Pujol se construyó en esta interacción. Pero nunca perdió su pie en la realidad de su tierra. Olvera, como buen cocinero, disfruta del cielo culinario que son las calles de México. Las gorditas de chicharrón en un puesto de la esquina, una tlayuda (una tortilla típica) en el mercado de Oaxaca. “Todo eso tiene una intensidad de la que muchas veces carece la alta cocina. Lo disfruto mucho, pero evito el exceso. Esta carrera es de boxeador y si no te cuidas acabas en la bancarrota”, bromea.
Esa pasión por México sostiene su cocina. Pero sometida al alambique de su personalidad. Olvera es mexicano y universal. Sincrético. En su proceso creativo, que él define como “suelto y orgánico”, combina la técnica más ancestral con la tecnología de vanguardia. El objetivo es ambicioso, aunque él lo exprese en términos familiares.

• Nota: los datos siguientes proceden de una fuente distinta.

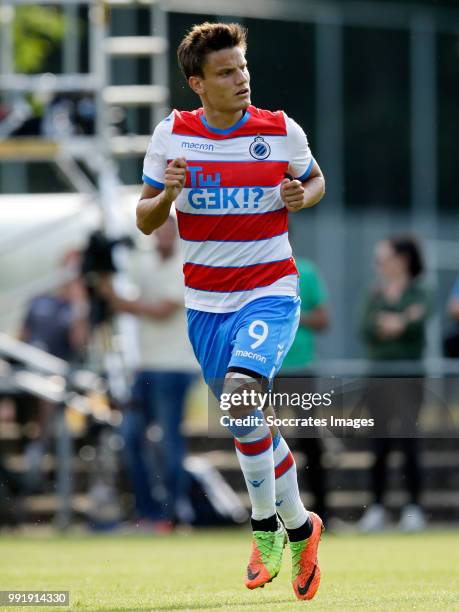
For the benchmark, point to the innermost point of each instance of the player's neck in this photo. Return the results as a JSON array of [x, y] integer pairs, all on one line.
[[221, 120]]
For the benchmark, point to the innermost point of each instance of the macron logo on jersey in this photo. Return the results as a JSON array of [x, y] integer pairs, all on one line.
[[197, 146]]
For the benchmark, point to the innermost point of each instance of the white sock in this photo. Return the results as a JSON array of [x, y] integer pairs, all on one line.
[[288, 502], [255, 454]]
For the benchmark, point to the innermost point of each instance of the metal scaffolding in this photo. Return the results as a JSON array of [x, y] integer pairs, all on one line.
[[100, 151]]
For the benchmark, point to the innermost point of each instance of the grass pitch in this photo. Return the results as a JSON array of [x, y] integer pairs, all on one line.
[[204, 571]]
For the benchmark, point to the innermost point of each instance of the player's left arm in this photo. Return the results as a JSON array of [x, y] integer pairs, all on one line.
[[297, 195]]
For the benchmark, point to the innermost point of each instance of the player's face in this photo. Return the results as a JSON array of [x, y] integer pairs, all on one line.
[[388, 263], [225, 86]]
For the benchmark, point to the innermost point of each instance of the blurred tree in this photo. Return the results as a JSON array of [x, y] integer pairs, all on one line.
[[37, 30]]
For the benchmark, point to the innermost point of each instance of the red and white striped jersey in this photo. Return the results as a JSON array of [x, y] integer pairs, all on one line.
[[232, 222]]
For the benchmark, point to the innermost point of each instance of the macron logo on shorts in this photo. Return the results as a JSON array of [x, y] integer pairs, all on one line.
[[250, 355]]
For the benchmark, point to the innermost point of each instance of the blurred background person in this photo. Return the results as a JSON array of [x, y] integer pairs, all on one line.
[[393, 329], [451, 340], [314, 318], [166, 370], [55, 322]]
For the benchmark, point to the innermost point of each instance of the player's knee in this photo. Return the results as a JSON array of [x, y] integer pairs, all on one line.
[[243, 393]]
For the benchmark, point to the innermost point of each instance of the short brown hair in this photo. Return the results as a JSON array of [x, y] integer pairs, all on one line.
[[205, 38]]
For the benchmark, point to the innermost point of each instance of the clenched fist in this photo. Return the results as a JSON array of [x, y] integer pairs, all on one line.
[[292, 194], [174, 178]]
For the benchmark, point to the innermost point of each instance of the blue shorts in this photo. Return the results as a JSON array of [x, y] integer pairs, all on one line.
[[257, 337]]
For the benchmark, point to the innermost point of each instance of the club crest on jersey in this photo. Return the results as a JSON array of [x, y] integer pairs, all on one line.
[[260, 149]]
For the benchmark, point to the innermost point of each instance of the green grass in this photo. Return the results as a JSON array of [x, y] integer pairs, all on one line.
[[204, 571]]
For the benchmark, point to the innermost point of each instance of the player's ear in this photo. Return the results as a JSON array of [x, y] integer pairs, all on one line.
[[197, 85]]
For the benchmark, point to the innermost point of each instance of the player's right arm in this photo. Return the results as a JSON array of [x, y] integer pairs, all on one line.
[[155, 204]]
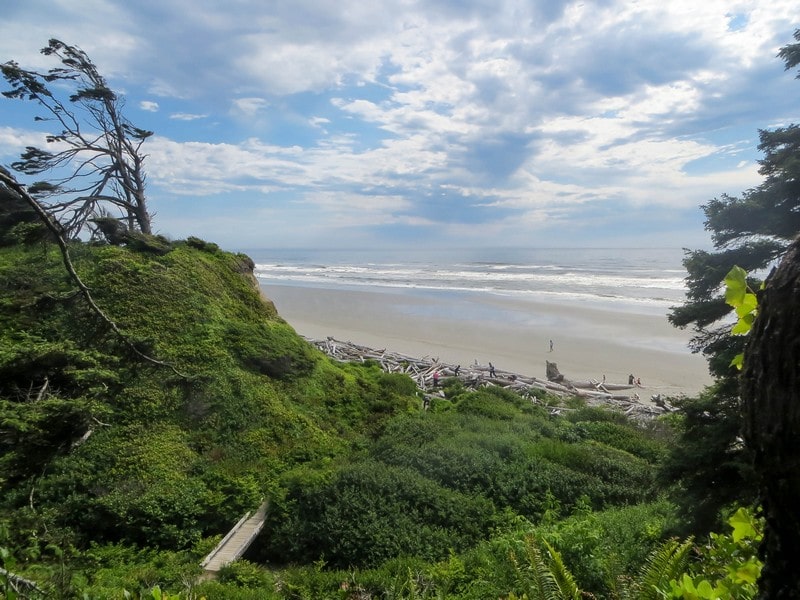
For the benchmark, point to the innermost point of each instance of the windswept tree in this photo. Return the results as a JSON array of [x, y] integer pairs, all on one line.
[[95, 163], [752, 231]]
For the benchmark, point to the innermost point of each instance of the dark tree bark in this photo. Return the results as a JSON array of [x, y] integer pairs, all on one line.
[[771, 406]]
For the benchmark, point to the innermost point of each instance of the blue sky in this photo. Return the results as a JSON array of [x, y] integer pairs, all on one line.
[[434, 122]]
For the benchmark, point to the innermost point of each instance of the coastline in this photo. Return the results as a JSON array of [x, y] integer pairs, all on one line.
[[589, 340]]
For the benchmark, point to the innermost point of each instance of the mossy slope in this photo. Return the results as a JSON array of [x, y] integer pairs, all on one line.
[[172, 453]]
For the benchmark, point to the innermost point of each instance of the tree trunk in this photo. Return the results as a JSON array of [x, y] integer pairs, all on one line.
[[771, 407]]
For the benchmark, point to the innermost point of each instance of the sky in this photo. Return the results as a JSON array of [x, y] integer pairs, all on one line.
[[428, 123]]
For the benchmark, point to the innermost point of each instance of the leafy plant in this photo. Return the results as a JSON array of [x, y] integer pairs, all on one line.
[[741, 297]]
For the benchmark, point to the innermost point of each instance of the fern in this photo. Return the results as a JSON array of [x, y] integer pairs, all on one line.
[[663, 565], [565, 583]]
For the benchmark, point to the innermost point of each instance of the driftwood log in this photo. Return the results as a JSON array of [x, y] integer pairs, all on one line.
[[422, 371]]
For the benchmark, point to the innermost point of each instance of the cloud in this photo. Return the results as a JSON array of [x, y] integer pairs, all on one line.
[[148, 105], [186, 117], [468, 118], [249, 107]]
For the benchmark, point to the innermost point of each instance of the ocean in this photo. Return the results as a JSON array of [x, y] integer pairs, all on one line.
[[640, 280]]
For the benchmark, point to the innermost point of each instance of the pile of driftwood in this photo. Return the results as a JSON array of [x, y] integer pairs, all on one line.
[[427, 372]]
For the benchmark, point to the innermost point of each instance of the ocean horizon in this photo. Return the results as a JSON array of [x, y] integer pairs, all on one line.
[[640, 280]]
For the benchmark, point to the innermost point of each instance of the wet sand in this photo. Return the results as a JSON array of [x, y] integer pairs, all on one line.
[[589, 340]]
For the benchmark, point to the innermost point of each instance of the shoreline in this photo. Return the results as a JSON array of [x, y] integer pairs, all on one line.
[[589, 341]]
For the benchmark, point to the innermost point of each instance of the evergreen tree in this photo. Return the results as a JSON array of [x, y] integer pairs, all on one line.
[[96, 164], [752, 231]]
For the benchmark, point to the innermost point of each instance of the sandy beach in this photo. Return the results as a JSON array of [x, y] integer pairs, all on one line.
[[589, 340]]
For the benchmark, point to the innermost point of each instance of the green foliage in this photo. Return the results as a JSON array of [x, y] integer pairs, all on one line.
[[245, 574], [603, 546], [368, 512], [728, 567], [744, 301], [709, 467]]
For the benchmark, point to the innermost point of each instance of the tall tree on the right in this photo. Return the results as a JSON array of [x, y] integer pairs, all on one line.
[[752, 231], [771, 402]]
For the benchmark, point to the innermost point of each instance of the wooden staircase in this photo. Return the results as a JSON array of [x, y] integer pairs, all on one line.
[[235, 542]]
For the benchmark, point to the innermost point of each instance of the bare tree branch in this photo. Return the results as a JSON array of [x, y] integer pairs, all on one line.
[[58, 232]]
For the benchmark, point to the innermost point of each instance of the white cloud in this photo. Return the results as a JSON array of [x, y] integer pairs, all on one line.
[[249, 107], [148, 105], [186, 117]]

–Tenemos la obligación generacional de hacer las cosas mejor que nuestras mamás. Yo quiero hacer mejores tortillas que mi abuela. Eso no significa que necesite una nave espacial, sino entender mejor los procesos. Conocer es una manera de perfeccionar. No se trata de introducir cambios radicales, sino de convivir con las dos filosofías. Adoro las técnicas de la cocina tradicional, son sabias, pero también lo son las modernas. Ya quisiera mi abuela haber tenido uno de esos aparatos modernos.
–¿Se siente artista?
Olvera deconstruyó México y lo sirvió en uno y mil platos. México depurado y servido en una atmósfera irreal
–No, para nada. Aunque no me gusta que digan que soy empresario, reconozco que lo soy. Pero artista no.
–¿Y la belleza?
–Lo bien hecho es bello. La cocina puede llegar a parecer arte, pero no lo es.
–¿Es un placer?
–Es un placer y no es efímero, porque se queda contigo toda la vida.
En Olvera hay una pulsión vital irrefrenable. Ahora mismo asegura que se siente feliz. Que adora lo que hace y que no quiere estarse quieto. En su cabeza bullen los proyectos. Habla de ellos con pasión. También de su cocina. Y de sus tres hijos. Y de su esposa. Y de sus amigos cocineros. Y de Pujol. Olvera vive atrapado en su necesidad de entregarse al día a día. De evitar que se le escape la vida sin haberla saboreado, cocinado, servido. Perfeccionado. No es una elucubración. Lo lleva marcado en su carne. Su antebrazo derecho luce una inscripción: “Lo que importa es el camino, no el final”. Ese es su destino. Tatuado en la piel.
–Siempre he pensado que tienes que disfrutar de tu vida. Cuando alcanzas tus metas te dices: ¿y ahora qué, y todo este esfuerzo habrá valido la pena? La única manera es gozar del recorrido. Por eso me lo tatué. Para no olvidar que tengo que vivir en el presente y disfrutar este día.
Ha pasado una hora de conversación. De la cocina no deja de llegar el bullicio de cacerolas. En las calles de México llueve. Enrique Olvera, durante todo este tiempo, apenas se ha movido de su sitio. Del corazón del restaurante Pujol.